I’m thinking of building a new printer and would love to be able to make 2 color prints or dissolvable supports. Does anyone have any experience with this. I see 3 paths.
-
Two hot ends Pros: Most robust No retraction or filament waste Cons: Alignment issues. Reduced travel Dragging nozzle
-
Dual filament hot end(taichi style) Pros: Easy to mount No offsets Cons: Jamming? Long retraction
-
Y splitter Pros: easy to mount No offset Compatible with any hot end Cons jamming Super long retraction
You must log in or register to comment.
Have you looked into a filament changer like the enraged rabbit carrot feeder? https://github.com/EtteGit/EnragedRabbitProject
That’s pretty cool and I like the name. Looks complicated, but something that could be added later.

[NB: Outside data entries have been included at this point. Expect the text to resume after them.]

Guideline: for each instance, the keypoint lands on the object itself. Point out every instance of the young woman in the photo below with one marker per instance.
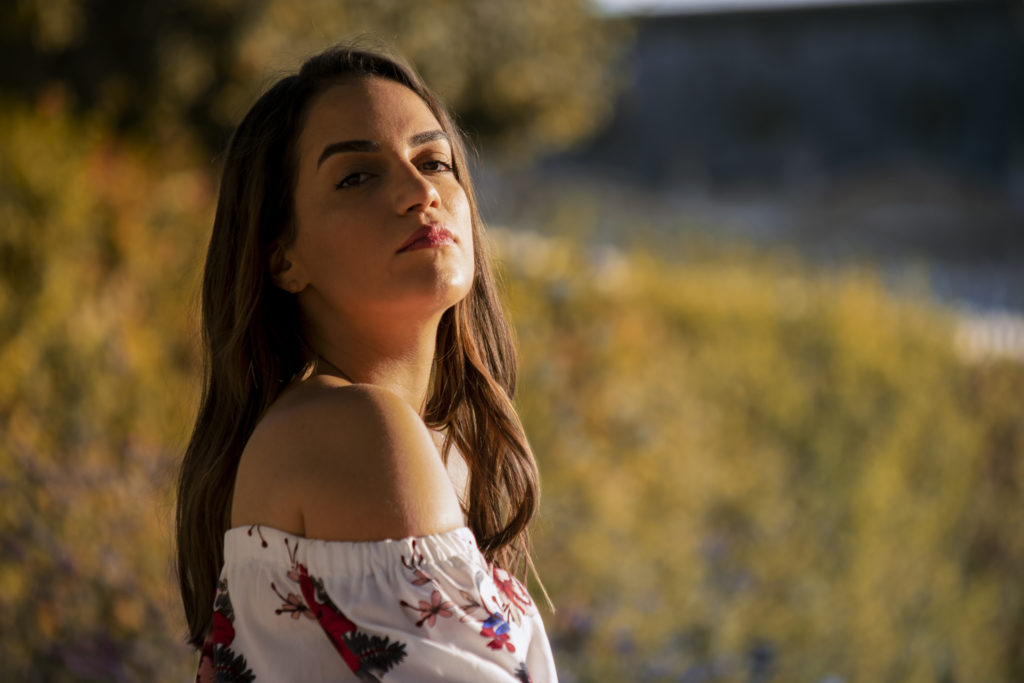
(357, 485)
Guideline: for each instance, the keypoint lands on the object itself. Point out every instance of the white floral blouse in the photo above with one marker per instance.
(427, 608)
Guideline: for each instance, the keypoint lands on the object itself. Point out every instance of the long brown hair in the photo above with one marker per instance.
(253, 345)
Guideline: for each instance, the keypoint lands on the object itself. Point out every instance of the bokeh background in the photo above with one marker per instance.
(765, 261)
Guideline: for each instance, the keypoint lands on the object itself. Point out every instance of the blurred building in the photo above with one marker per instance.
(888, 129)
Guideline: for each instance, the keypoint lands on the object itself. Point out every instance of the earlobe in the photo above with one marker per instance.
(285, 273)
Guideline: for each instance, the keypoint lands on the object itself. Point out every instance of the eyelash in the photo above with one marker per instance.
(344, 182)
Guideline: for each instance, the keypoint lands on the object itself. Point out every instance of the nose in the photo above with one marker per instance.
(414, 191)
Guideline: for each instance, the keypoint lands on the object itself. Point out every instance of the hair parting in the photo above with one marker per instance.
(252, 343)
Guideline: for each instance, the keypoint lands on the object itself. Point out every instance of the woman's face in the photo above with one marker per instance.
(382, 224)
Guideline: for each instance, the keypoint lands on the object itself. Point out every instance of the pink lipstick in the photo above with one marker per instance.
(426, 238)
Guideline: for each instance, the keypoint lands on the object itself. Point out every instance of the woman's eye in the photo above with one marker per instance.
(437, 166)
(352, 180)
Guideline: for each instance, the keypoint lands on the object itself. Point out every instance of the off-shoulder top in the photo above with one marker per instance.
(427, 608)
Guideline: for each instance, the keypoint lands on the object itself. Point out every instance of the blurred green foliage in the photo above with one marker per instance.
(526, 77)
(757, 471)
(99, 249)
(753, 470)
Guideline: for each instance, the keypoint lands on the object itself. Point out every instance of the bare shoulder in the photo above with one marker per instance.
(344, 462)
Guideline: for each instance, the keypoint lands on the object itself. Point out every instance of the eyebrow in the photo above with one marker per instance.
(369, 145)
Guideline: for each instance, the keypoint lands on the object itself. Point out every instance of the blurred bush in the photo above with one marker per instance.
(753, 470)
(526, 78)
(99, 249)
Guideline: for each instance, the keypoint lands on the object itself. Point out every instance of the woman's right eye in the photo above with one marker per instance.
(352, 179)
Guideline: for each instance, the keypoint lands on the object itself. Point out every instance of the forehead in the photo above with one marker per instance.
(367, 109)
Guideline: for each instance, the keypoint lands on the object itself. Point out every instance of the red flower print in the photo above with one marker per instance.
(293, 604)
(223, 630)
(513, 590)
(497, 629)
(430, 611)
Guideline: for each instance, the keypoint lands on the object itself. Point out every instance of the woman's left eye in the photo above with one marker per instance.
(436, 166)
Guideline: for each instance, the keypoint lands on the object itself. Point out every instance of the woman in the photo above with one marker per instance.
(356, 438)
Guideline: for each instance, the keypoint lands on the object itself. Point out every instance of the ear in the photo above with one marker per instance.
(286, 271)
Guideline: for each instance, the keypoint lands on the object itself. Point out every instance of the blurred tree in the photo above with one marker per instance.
(525, 77)
(99, 248)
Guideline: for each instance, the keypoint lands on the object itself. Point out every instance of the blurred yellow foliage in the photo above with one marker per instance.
(756, 470)
(753, 470)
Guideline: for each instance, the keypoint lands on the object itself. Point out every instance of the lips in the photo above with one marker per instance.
(426, 238)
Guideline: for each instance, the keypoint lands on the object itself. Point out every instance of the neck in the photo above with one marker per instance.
(396, 356)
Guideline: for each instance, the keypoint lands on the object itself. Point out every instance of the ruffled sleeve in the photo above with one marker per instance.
(425, 608)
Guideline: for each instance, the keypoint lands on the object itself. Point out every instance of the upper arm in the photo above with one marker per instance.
(353, 463)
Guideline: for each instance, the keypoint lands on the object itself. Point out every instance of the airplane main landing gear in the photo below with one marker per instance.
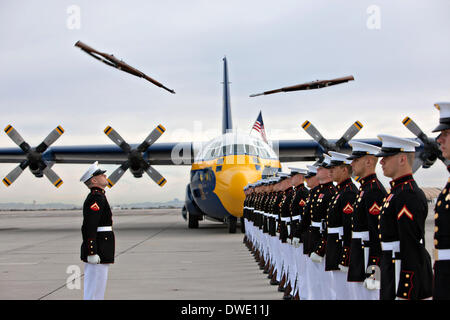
(232, 222)
(192, 221)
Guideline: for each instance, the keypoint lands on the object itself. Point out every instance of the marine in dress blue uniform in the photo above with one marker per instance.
(98, 246)
(441, 280)
(365, 249)
(339, 213)
(405, 263)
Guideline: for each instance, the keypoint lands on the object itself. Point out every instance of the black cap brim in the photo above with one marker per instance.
(386, 154)
(98, 172)
(442, 126)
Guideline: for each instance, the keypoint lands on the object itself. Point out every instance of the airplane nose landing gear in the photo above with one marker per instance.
(232, 223)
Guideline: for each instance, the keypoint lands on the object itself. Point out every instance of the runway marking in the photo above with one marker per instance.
(17, 263)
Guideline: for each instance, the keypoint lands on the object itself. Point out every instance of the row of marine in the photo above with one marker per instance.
(332, 240)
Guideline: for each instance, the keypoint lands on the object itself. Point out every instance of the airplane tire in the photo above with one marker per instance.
(232, 222)
(242, 225)
(192, 222)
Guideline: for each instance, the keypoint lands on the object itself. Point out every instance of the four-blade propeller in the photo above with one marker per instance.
(324, 143)
(427, 157)
(308, 86)
(34, 161)
(112, 61)
(135, 162)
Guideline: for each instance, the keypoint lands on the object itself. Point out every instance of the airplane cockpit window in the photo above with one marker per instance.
(232, 144)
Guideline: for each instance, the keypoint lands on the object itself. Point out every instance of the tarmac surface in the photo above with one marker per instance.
(157, 258)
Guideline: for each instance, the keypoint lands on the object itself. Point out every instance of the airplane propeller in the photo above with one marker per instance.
(327, 145)
(308, 86)
(38, 166)
(427, 157)
(135, 162)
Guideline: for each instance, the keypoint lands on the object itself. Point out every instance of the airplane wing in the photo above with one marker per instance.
(157, 154)
(137, 158)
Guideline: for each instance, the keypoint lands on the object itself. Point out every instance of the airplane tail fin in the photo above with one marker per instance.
(259, 127)
(227, 124)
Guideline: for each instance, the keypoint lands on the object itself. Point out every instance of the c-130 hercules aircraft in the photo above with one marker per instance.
(220, 168)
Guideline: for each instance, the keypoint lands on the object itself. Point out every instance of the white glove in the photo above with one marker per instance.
(316, 258)
(343, 268)
(95, 259)
(372, 284)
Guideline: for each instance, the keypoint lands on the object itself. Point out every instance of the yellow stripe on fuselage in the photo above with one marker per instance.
(236, 172)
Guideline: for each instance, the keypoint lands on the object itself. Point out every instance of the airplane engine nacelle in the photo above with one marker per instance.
(190, 204)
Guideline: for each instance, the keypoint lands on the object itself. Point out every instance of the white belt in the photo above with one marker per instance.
(102, 229)
(392, 245)
(316, 224)
(441, 254)
(339, 230)
(363, 235)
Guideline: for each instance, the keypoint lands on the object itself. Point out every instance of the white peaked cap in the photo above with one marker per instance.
(444, 116)
(364, 147)
(392, 145)
(311, 169)
(298, 170)
(342, 157)
(326, 161)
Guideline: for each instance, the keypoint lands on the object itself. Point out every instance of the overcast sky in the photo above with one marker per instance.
(398, 52)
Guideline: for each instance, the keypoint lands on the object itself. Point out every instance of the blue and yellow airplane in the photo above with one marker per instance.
(219, 169)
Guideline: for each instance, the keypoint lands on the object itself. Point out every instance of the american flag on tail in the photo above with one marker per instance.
(259, 126)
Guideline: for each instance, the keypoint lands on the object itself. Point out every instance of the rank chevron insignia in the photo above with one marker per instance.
(406, 212)
(375, 209)
(95, 207)
(348, 208)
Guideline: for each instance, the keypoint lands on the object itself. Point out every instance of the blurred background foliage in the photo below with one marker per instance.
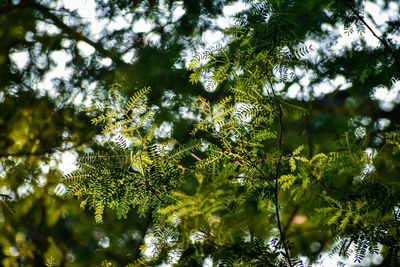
(42, 114)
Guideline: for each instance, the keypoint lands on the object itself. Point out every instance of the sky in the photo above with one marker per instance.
(86, 9)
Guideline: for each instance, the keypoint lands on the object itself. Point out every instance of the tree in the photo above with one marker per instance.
(246, 191)
(259, 173)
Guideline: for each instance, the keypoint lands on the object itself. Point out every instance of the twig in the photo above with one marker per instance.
(381, 39)
(278, 164)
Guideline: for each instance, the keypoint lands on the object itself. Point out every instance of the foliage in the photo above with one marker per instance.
(251, 173)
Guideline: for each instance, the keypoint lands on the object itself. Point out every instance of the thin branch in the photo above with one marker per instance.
(381, 39)
(74, 33)
(278, 164)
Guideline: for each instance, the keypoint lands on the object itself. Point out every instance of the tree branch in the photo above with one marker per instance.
(381, 39)
(74, 33)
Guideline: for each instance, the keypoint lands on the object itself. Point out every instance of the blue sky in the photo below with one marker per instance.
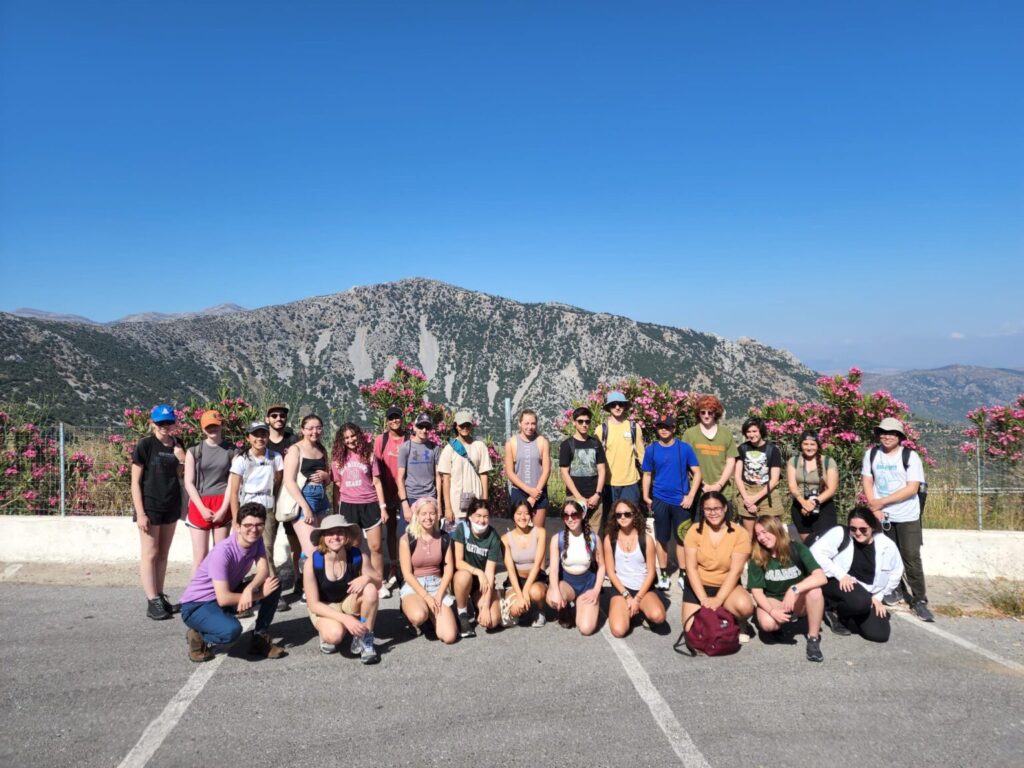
(844, 180)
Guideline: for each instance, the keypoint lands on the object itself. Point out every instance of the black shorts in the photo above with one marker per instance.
(689, 596)
(367, 516)
(160, 517)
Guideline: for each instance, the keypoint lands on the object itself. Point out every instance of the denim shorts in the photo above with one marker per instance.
(430, 584)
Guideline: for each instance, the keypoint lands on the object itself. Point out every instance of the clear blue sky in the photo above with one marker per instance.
(842, 179)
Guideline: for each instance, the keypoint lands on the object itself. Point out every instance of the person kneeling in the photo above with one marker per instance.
(785, 582)
(862, 568)
(219, 590)
(630, 557)
(341, 589)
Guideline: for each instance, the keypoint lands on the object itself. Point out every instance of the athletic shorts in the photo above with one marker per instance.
(581, 583)
(368, 516)
(349, 606)
(196, 520)
(689, 596)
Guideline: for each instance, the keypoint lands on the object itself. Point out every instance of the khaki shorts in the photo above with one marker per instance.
(349, 605)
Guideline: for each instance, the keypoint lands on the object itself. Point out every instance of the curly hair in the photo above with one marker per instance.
(710, 402)
(339, 453)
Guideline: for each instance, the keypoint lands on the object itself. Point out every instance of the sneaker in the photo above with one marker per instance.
(893, 598)
(465, 628)
(814, 649)
(199, 651)
(921, 610)
(262, 645)
(836, 625)
(156, 610)
(168, 605)
(369, 654)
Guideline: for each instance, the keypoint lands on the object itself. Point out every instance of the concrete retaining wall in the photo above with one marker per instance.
(947, 553)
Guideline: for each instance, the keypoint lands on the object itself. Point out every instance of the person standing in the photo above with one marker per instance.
(463, 465)
(386, 448)
(584, 469)
(892, 476)
(669, 489)
(624, 449)
(418, 476)
(527, 465)
(156, 495)
(715, 448)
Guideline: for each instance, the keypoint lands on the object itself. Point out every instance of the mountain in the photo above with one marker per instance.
(946, 394)
(476, 348)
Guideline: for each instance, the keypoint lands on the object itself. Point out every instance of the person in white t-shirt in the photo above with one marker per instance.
(892, 476)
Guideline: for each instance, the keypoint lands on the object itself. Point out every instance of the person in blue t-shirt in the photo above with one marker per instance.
(671, 478)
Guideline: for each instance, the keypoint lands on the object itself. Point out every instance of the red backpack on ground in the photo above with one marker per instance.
(714, 633)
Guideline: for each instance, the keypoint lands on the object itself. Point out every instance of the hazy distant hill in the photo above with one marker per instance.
(947, 393)
(476, 348)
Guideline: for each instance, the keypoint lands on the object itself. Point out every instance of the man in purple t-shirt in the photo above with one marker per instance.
(220, 589)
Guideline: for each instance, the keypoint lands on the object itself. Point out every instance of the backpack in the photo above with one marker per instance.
(714, 633)
(922, 487)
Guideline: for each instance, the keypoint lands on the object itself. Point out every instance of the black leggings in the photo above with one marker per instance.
(856, 611)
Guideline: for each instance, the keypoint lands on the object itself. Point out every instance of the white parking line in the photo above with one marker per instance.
(960, 641)
(679, 739)
(10, 570)
(164, 723)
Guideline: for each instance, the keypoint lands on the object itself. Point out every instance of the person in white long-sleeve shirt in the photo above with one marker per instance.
(861, 568)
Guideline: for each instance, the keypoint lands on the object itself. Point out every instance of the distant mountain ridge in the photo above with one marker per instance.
(476, 348)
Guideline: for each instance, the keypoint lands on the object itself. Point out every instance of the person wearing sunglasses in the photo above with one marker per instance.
(861, 567)
(157, 463)
(576, 571)
(220, 590)
(583, 469)
(892, 476)
(630, 560)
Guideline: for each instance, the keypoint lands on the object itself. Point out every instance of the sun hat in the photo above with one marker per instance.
(161, 413)
(889, 424)
(332, 521)
(615, 397)
(210, 417)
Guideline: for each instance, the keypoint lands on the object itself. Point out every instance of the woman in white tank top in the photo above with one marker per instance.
(629, 555)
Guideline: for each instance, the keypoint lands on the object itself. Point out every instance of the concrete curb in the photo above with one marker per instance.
(974, 554)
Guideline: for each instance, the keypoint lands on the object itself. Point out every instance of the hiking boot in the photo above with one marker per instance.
(814, 649)
(156, 610)
(836, 624)
(921, 610)
(168, 605)
(262, 645)
(894, 598)
(369, 654)
(465, 628)
(199, 651)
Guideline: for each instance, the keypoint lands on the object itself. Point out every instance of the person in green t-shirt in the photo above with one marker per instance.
(477, 552)
(714, 445)
(785, 582)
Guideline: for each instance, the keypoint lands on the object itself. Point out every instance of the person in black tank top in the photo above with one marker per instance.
(342, 589)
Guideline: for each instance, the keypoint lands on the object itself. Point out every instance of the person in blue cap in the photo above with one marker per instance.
(157, 464)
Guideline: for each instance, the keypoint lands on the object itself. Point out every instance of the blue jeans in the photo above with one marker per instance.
(218, 626)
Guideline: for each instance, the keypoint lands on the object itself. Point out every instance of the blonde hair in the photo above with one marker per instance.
(415, 526)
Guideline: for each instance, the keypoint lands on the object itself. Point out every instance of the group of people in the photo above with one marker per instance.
(429, 504)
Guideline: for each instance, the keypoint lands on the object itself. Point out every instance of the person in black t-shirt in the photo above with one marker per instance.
(156, 493)
(584, 469)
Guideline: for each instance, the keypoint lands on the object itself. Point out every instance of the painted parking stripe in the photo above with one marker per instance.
(960, 641)
(164, 723)
(679, 739)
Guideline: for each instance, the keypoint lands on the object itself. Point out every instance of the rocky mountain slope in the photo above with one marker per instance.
(477, 349)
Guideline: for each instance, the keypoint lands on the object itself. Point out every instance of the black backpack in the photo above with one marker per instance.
(922, 487)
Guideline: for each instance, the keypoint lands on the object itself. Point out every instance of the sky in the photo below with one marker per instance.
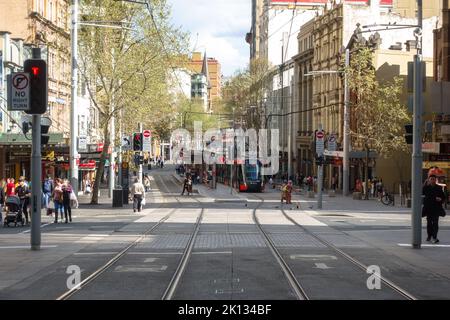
(221, 26)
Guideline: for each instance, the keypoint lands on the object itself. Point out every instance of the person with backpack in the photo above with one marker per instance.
(187, 184)
(23, 193)
(432, 207)
(67, 192)
(47, 190)
(58, 199)
(2, 198)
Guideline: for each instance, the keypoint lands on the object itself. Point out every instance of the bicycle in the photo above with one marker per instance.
(387, 199)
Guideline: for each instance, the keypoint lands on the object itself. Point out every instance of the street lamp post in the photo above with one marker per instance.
(417, 157)
(346, 134)
(74, 98)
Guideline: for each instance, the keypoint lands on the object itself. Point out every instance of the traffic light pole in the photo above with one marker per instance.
(36, 175)
(417, 158)
(140, 154)
(74, 97)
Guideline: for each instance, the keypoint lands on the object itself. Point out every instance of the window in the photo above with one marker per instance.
(50, 11)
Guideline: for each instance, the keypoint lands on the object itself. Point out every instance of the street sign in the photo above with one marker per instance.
(332, 142)
(126, 143)
(82, 143)
(147, 141)
(19, 89)
(320, 142)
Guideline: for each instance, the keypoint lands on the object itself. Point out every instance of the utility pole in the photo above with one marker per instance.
(345, 162)
(417, 137)
(120, 150)
(74, 105)
(36, 170)
(140, 154)
(320, 171)
(290, 173)
(112, 175)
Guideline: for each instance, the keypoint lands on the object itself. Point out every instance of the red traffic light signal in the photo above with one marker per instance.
(137, 142)
(37, 68)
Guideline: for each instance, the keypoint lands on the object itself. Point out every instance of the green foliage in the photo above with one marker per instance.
(125, 69)
(378, 115)
(246, 89)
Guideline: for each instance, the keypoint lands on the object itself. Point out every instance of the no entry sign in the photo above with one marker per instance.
(320, 143)
(19, 91)
(147, 141)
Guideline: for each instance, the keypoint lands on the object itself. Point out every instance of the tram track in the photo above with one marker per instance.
(396, 288)
(175, 280)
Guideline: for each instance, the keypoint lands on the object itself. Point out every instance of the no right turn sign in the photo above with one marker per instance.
(19, 91)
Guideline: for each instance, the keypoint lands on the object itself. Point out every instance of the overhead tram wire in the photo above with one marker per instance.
(149, 8)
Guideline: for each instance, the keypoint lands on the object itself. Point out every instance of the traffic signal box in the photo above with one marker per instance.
(409, 133)
(45, 137)
(137, 141)
(37, 68)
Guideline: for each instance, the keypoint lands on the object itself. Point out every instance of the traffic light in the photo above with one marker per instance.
(45, 137)
(409, 133)
(137, 142)
(37, 68)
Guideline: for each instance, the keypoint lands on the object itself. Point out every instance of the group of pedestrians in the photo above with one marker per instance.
(63, 196)
(59, 191)
(20, 189)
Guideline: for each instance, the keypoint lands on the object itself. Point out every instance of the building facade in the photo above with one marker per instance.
(212, 69)
(321, 91)
(45, 24)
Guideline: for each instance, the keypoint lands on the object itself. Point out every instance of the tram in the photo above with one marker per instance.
(246, 177)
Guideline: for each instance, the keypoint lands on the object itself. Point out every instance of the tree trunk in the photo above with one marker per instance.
(101, 166)
(367, 173)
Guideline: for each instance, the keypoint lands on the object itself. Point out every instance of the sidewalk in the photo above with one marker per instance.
(93, 225)
(221, 194)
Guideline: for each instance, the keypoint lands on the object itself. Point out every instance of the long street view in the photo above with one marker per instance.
(231, 150)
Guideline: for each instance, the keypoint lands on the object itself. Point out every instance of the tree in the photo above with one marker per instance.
(124, 69)
(244, 92)
(378, 115)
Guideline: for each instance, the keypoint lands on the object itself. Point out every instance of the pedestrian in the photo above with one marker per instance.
(23, 193)
(138, 193)
(288, 192)
(10, 187)
(283, 190)
(67, 192)
(2, 198)
(187, 184)
(432, 207)
(146, 183)
(47, 190)
(58, 199)
(379, 187)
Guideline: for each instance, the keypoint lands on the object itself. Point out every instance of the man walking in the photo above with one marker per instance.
(432, 207)
(187, 184)
(24, 193)
(138, 193)
(47, 190)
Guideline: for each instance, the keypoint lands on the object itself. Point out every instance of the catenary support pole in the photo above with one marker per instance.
(416, 180)
(345, 162)
(140, 154)
(36, 173)
(74, 101)
(320, 179)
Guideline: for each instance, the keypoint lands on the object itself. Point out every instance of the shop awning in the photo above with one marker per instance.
(20, 139)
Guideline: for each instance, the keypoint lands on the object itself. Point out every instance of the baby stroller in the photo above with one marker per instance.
(13, 212)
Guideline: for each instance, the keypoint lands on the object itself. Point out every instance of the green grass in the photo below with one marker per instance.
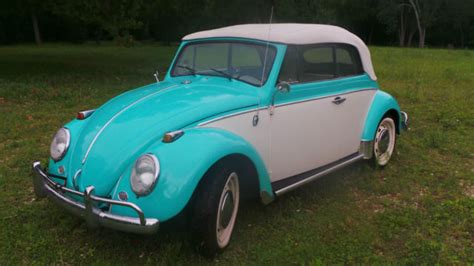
(420, 208)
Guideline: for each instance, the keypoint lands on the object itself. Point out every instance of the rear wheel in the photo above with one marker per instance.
(384, 142)
(215, 210)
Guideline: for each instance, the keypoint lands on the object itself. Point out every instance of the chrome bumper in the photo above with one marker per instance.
(44, 186)
(404, 120)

Multi extruder printing is very hard and no one has done it well for hobbyist hardware so far.
The issue is technical, but not too hard to understand. One of the main reason hobby machines are cheap is because these are Open Loop linear actuation systems. This is opposed to Closed Loop systems found in more industrial machines. Open Loop calibrates close to a known location using some form of end stop. Computationally, this location is set as “0, 0” Home and all motions are relative to this Home. There is no additional feedback in the motion system. In a closed loop system there is an additional set of sensors that confirms if each linear motion system produced the desired motion.
The difficulty with dual extruders is that the Home location isn’t actually repeatably accurate. It doesn’t matter if Home is slightly different every time because every movement is relative to this location. You never see the slightly different location because they can not be compared.
If you haven’t encountered this issue before, you are likely thinking it is easy to solve, but let me help crush some assumptions. Virtual endstops have a large range of triggering and are nowhere near absolute position or repeatable. Physical switches are slightly better but not even remotely close to absolute position reliable. Their leverage and metal spring contacts never actuate exactly the same and every pairing of contacts will produce slightly different electrical properties. In addition, every stepper motor is slightly different and microstep positions are not entirely equal in the application of force. These uncertainties all add up to a system where it is
nearlyimpossible to know exactly where the actuator is located. This does not matter when you only have the one print head. The second you need to align two heads, this is a gigantic problem. The only real effective solution is to use a closed loop linear motion system and add a shared gate that both actuators on the same axis can home to. This involves a sensor like an optical encoder on each print head that passes a stationary interrupter that triggers the encoder. This will get at least one axis aligned. You still need to account for the nozzle’s offset relative to each other and this is another far more complicated than it first seems X-Y-Z measurement issue.These are hard problems to solve and no one has solved them well. The evidence is easy to measure. Many of us have wanted IDEX (independent dual extrusion) machines. Until I see people posting functional print projects with integrated multi material and dissolvable supports regularly, this is a pipe dream and deep dead end rabbit hole. I went down this one once already. Don’t get fooled by anyone posting about some IDEX thing where they are showing off IDEX. The thing to watch for is complex problem solving where IDEX is not even worth mentioning because it is a mundane part of the design process. You don’t see IDEX prints. Don’t be fooled into thinking you are alone in this interest. Its absence is most telling about its effective application in practice.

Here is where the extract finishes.